NephRx Corporation today announced that the U.S. Food and Drug Administration (FDA) has granted orphan drug designation to its lead product NX001 for the prevention of delayed graft function (DGF) in renal transplant recipients. NX001 is a kidney growth factor peptide that has demonstrated good safety and promising efficacy in two animal models of acute renal failure.
"Delayed graft function is a common condition affecting many kidney transplant patients, but current treatment options are limited," said James Koziarz, Ph.D., CEO of NephRx Corp. "NX001 has demonstrated promising activity in improving kidney function in preclinical models of acute renal failure, and we look forward to initiation later this year of our clinical program to test its effectiveness in helping patients achieve better kidney function post-transplant."
DGF affects an estimated 20-25% of the approximately 14,000 renal transplants performed annually in the U.S. Currently, there is no treatment for DGF. DGF patients are put on dialysis to "rest" the transplanted kidney, correct metabolic imbalances and wait for kidney function to return spontaneously. Studies have shown that DGF can negatively affect future graft function and can increase the incidence of acute rejection episodes. Kidney grafts with impaired function require the most intense follow-up and therapeutic management and are economically most costly.

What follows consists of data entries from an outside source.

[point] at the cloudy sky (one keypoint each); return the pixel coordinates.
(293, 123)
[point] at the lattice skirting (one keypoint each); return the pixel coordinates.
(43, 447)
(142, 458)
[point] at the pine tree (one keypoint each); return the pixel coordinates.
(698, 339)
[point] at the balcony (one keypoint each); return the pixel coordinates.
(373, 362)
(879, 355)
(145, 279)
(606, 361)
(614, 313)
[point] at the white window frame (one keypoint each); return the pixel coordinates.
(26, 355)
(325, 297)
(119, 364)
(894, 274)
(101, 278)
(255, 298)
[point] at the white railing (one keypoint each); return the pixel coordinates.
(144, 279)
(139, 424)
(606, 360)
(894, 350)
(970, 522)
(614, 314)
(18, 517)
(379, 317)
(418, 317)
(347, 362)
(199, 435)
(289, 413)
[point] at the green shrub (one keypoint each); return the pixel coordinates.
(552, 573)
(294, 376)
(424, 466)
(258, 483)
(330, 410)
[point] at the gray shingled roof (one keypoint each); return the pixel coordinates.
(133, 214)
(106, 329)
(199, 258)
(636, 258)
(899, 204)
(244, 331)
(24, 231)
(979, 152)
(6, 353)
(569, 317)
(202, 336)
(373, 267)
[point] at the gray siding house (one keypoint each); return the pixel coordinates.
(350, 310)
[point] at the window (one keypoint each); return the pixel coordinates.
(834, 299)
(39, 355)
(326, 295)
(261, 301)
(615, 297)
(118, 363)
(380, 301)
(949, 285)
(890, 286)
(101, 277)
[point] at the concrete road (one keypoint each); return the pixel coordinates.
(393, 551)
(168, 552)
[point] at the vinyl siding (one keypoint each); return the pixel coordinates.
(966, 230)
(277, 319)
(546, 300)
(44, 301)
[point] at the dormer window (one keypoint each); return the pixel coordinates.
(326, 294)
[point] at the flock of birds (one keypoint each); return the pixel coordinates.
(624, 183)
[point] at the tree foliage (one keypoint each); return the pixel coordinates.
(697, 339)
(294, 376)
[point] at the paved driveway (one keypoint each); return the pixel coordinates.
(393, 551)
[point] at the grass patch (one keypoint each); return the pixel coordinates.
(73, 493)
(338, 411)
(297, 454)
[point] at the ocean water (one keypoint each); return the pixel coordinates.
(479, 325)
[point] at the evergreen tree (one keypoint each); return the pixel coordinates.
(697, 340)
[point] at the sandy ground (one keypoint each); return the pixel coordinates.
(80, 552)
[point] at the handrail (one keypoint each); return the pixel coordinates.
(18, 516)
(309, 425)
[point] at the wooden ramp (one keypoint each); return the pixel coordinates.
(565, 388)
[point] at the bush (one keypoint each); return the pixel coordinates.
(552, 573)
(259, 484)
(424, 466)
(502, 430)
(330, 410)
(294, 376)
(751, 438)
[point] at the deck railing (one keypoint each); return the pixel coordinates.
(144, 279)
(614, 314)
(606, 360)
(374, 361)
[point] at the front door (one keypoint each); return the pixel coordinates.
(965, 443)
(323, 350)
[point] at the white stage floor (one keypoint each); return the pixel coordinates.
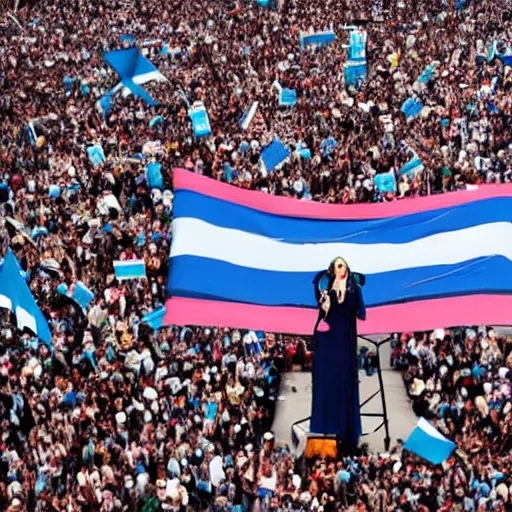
(297, 405)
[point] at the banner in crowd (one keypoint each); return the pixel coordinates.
(247, 259)
(427, 442)
(134, 70)
(16, 296)
(316, 38)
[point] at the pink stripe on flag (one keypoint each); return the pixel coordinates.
(412, 316)
(290, 207)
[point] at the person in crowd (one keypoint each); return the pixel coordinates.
(116, 416)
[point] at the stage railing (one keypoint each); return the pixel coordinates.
(380, 391)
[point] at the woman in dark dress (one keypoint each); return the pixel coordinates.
(335, 408)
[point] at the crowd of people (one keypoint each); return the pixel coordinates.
(461, 381)
(114, 416)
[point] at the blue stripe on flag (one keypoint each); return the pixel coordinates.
(225, 281)
(292, 230)
(131, 269)
(155, 319)
(82, 295)
(428, 443)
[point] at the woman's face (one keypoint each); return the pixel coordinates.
(340, 268)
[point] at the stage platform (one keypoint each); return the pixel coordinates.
(297, 405)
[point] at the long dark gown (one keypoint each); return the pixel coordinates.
(335, 408)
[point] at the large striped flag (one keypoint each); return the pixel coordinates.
(247, 259)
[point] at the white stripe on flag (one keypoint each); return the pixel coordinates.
(196, 237)
(5, 302)
(148, 77)
(25, 319)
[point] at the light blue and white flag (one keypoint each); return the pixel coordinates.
(82, 295)
(16, 296)
(155, 319)
(129, 269)
(426, 75)
(154, 176)
(31, 133)
(200, 120)
(413, 166)
(385, 182)
(316, 38)
(274, 154)
(357, 45)
(288, 97)
(247, 118)
(411, 108)
(135, 71)
(96, 154)
(355, 72)
(427, 442)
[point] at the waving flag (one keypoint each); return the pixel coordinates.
(429, 443)
(247, 259)
(413, 166)
(16, 296)
(134, 70)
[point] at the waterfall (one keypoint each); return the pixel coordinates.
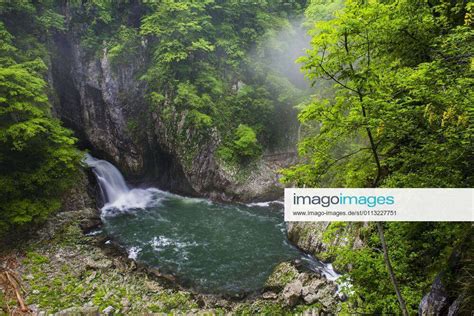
(118, 197)
(110, 179)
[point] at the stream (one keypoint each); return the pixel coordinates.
(211, 247)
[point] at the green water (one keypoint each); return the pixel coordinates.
(214, 248)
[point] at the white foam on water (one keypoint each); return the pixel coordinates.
(264, 204)
(118, 197)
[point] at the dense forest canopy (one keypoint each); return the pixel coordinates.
(391, 105)
(400, 115)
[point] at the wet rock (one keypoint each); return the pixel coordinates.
(455, 307)
(282, 274)
(292, 293)
(436, 301)
(101, 264)
(269, 296)
(305, 287)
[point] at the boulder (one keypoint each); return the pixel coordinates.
(292, 293)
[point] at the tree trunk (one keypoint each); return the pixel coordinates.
(403, 306)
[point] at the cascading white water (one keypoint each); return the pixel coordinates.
(110, 179)
(118, 197)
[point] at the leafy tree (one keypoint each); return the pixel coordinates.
(37, 158)
(398, 117)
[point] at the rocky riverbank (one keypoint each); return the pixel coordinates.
(66, 269)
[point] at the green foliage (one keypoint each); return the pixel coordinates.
(420, 135)
(244, 146)
(398, 116)
(37, 157)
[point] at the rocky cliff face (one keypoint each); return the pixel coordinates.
(100, 103)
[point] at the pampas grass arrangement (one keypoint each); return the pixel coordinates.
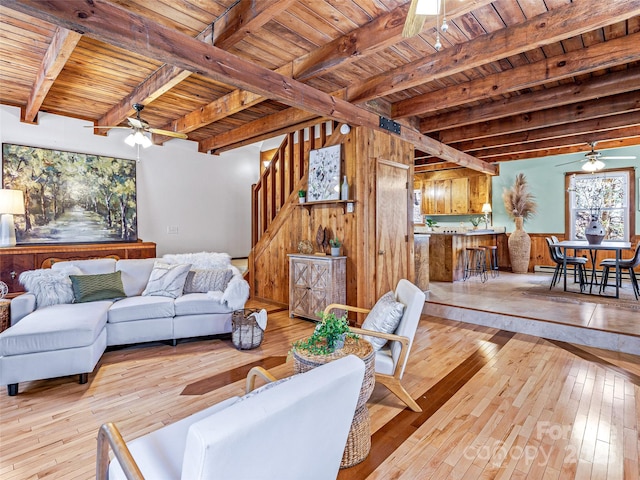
(518, 200)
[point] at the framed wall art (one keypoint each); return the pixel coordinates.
(324, 174)
(71, 197)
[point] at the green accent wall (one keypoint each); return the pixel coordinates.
(546, 181)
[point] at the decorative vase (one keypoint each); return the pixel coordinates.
(519, 248)
(594, 231)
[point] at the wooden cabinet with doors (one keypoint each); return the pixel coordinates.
(15, 260)
(453, 192)
(315, 281)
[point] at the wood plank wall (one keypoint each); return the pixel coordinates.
(360, 150)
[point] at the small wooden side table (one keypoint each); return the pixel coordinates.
(5, 317)
(359, 439)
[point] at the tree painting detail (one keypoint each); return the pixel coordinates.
(71, 197)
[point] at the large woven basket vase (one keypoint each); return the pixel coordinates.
(519, 248)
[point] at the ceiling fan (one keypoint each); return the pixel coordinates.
(593, 160)
(139, 127)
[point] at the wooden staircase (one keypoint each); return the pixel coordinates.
(275, 195)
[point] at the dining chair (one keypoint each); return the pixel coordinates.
(558, 258)
(629, 264)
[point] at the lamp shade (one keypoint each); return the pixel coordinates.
(11, 201)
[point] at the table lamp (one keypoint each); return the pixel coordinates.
(11, 203)
(486, 209)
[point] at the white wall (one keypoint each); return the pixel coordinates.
(208, 198)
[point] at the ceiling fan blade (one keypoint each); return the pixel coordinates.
(106, 126)
(572, 161)
(414, 22)
(137, 123)
(168, 133)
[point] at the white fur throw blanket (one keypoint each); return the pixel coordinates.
(200, 260)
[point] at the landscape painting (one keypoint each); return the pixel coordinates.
(71, 197)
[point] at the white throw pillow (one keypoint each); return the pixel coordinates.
(50, 287)
(384, 317)
(203, 281)
(166, 280)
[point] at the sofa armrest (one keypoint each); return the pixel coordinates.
(237, 292)
(21, 306)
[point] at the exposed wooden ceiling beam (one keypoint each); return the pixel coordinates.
(597, 87)
(539, 153)
(630, 136)
(244, 18)
(224, 32)
(547, 28)
(120, 27)
(614, 122)
(614, 105)
(60, 48)
(382, 32)
(596, 57)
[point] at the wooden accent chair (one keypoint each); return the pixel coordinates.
(391, 359)
(291, 429)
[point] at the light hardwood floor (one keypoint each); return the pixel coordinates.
(495, 405)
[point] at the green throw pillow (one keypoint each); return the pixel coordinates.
(89, 288)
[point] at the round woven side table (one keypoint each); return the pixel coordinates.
(359, 439)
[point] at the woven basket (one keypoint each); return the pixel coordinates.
(359, 439)
(5, 320)
(245, 332)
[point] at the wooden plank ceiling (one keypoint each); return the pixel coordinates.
(515, 78)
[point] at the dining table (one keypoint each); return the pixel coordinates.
(592, 248)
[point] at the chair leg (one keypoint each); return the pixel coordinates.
(394, 385)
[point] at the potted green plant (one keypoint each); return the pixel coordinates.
(328, 336)
(335, 244)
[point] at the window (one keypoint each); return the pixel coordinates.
(607, 195)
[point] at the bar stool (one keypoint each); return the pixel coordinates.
(475, 263)
(492, 256)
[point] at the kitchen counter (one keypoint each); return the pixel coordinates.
(447, 250)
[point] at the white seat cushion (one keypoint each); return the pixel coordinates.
(159, 454)
(141, 308)
(57, 327)
(199, 303)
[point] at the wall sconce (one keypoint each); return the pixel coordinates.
(486, 209)
(11, 203)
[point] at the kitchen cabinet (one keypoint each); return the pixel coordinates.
(453, 192)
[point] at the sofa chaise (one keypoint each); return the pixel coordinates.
(64, 326)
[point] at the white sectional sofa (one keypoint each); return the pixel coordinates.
(69, 338)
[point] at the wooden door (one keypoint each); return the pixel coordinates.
(392, 225)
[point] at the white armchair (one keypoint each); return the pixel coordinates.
(391, 359)
(290, 430)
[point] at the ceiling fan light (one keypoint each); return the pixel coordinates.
(130, 140)
(428, 7)
(146, 142)
(593, 166)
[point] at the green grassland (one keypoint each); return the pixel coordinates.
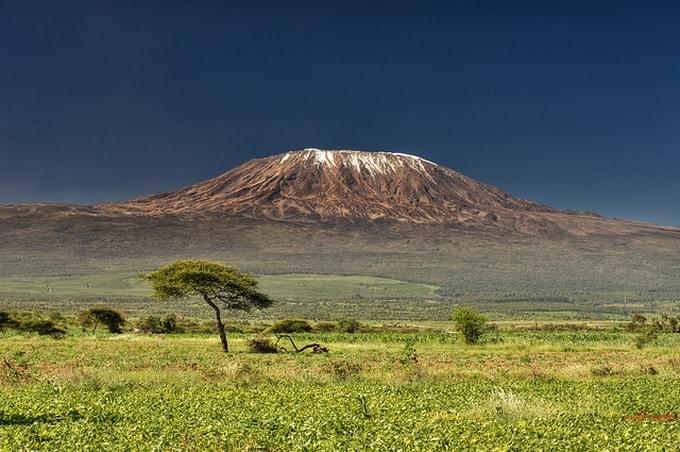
(281, 287)
(318, 296)
(521, 390)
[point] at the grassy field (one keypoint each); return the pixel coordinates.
(576, 390)
(319, 296)
(281, 287)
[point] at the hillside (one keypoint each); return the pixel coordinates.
(356, 213)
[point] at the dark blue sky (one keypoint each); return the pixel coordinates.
(574, 105)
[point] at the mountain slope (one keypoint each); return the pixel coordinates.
(357, 213)
(329, 185)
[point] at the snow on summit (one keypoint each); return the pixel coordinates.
(373, 162)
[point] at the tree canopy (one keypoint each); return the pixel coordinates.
(216, 283)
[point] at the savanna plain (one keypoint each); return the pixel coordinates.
(546, 385)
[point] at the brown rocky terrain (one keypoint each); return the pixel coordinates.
(350, 212)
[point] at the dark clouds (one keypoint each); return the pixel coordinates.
(575, 105)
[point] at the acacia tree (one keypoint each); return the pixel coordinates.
(216, 283)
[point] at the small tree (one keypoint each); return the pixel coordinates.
(113, 320)
(215, 283)
(470, 323)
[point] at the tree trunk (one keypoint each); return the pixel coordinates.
(218, 323)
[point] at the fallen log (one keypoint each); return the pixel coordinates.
(316, 348)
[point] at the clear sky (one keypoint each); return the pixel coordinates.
(574, 104)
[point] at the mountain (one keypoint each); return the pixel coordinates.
(341, 186)
(332, 185)
(359, 213)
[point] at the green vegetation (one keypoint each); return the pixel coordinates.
(376, 390)
(91, 318)
(470, 323)
(217, 284)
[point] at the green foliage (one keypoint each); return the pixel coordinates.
(6, 321)
(158, 325)
(113, 320)
(262, 344)
(645, 337)
(470, 323)
(325, 327)
(212, 280)
(408, 353)
(42, 327)
(348, 325)
(290, 326)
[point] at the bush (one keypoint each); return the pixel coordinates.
(325, 327)
(113, 320)
(470, 323)
(348, 325)
(290, 326)
(42, 327)
(6, 321)
(645, 337)
(261, 344)
(157, 325)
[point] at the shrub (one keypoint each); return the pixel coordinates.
(637, 322)
(408, 353)
(348, 325)
(113, 320)
(158, 325)
(645, 337)
(290, 326)
(6, 321)
(42, 327)
(325, 327)
(470, 323)
(261, 344)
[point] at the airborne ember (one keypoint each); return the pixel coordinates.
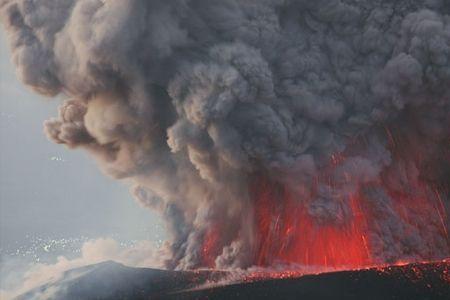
(265, 132)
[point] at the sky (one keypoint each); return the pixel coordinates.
(48, 191)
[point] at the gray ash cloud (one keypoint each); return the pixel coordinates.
(190, 100)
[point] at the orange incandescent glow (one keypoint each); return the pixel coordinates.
(288, 234)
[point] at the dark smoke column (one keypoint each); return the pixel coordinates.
(265, 132)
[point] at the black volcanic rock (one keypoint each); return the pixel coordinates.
(109, 280)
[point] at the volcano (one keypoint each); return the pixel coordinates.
(110, 280)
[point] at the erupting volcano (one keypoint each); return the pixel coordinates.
(270, 133)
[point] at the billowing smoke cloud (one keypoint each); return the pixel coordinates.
(208, 107)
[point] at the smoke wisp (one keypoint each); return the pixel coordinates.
(264, 132)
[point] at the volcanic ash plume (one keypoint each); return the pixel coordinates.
(265, 132)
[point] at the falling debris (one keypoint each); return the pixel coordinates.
(266, 133)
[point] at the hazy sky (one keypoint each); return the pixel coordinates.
(47, 190)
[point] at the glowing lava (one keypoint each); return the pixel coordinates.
(288, 234)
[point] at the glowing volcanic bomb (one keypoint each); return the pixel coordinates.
(272, 133)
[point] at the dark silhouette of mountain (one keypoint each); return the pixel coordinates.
(110, 280)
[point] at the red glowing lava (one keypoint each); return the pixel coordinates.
(210, 247)
(288, 234)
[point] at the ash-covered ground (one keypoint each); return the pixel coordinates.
(110, 280)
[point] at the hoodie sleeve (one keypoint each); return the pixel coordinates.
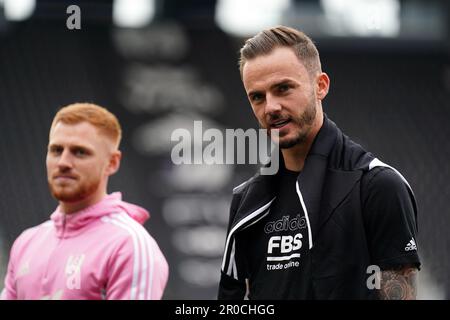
(138, 269)
(9, 290)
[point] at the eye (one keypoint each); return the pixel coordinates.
(80, 152)
(56, 150)
(256, 97)
(283, 87)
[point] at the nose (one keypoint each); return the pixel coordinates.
(65, 160)
(273, 105)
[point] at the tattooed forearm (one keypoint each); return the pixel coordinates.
(399, 284)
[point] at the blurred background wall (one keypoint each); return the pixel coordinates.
(161, 64)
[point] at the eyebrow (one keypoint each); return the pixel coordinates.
(273, 86)
(71, 147)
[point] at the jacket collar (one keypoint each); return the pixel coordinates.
(320, 198)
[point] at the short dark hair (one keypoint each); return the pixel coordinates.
(267, 40)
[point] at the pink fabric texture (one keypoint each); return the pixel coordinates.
(101, 252)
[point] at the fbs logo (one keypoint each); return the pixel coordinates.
(285, 224)
(411, 245)
(73, 271)
(285, 244)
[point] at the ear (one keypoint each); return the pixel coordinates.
(114, 162)
(322, 85)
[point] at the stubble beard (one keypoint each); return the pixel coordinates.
(79, 193)
(304, 124)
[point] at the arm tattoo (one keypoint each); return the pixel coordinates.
(399, 284)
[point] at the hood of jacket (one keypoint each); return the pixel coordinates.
(68, 225)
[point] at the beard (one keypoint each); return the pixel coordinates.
(304, 123)
(74, 193)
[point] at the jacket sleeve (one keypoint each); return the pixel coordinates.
(137, 270)
(9, 291)
(229, 287)
(390, 217)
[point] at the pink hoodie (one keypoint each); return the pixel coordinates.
(101, 252)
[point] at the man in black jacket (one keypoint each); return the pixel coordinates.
(335, 222)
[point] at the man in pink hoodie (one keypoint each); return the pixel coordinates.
(94, 245)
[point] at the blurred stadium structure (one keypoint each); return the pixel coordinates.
(160, 65)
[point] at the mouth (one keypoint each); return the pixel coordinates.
(64, 178)
(279, 123)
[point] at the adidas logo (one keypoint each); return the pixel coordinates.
(411, 245)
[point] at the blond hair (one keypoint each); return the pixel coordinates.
(267, 40)
(98, 116)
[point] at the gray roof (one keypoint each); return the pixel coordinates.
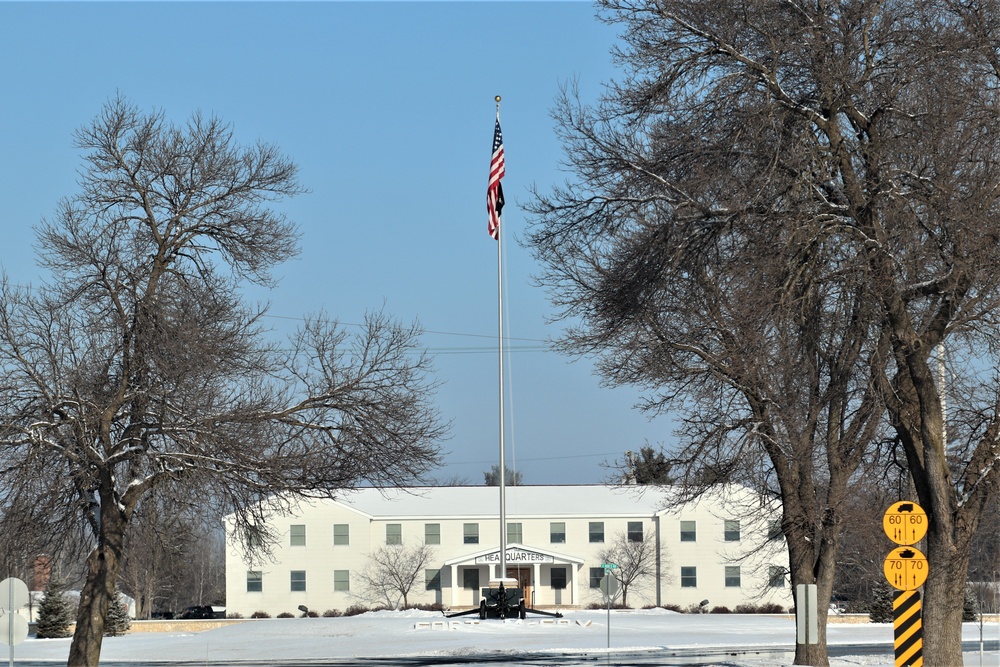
(522, 501)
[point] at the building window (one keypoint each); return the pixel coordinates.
(731, 530)
(635, 531)
(774, 530)
(557, 532)
(688, 532)
(596, 532)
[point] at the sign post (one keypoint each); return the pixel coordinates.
(609, 588)
(13, 626)
(905, 568)
(806, 614)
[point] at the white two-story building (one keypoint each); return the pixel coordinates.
(721, 548)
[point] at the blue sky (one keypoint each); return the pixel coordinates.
(388, 110)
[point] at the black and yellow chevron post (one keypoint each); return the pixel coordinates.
(908, 629)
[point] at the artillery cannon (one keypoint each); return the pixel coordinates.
(503, 599)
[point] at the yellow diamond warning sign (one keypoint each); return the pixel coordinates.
(905, 523)
(905, 568)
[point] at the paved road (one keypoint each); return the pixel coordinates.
(718, 657)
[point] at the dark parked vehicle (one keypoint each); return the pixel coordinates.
(203, 611)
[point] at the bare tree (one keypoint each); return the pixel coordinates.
(393, 570)
(834, 167)
(636, 560)
(137, 370)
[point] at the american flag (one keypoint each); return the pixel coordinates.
(494, 193)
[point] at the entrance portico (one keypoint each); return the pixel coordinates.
(533, 567)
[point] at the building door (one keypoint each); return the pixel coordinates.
(523, 576)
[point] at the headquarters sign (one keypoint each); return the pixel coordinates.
(515, 556)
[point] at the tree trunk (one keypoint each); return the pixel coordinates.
(943, 601)
(804, 571)
(103, 566)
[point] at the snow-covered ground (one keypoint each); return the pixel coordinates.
(413, 633)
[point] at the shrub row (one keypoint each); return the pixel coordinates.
(353, 610)
(765, 608)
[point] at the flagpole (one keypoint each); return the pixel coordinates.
(503, 466)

"NX001 is an entirely new approach to treating acute kidney dysfunction," noted F. Gary Toback, M.D., Ph.D., Founding Scientist of NephRx and Professor of Medicine and Cell Physiology at the University of Chicago Medical School. "The kidney is one of the few human organs with the potential for self-repair, and we believe a kidney growth factor peptide such as NX001 has the potential to stimulate improved renal functioning in a number of renal disorders. DGF represents a well-defined condition where we hope to show that NX001 can improve near-term kidney function in Phase II trials planned for mid-2011."
Orphan drug is a designation by the U.S. FDA under the Orphan Drug Act confirming that a new drug in development is intended to treat a rare disease, defined as those that affect fewer than 200,000 persons in the United States. Sponsors of drugs granted orphan designation qualify for tax credits and marketing exclusivity incentives.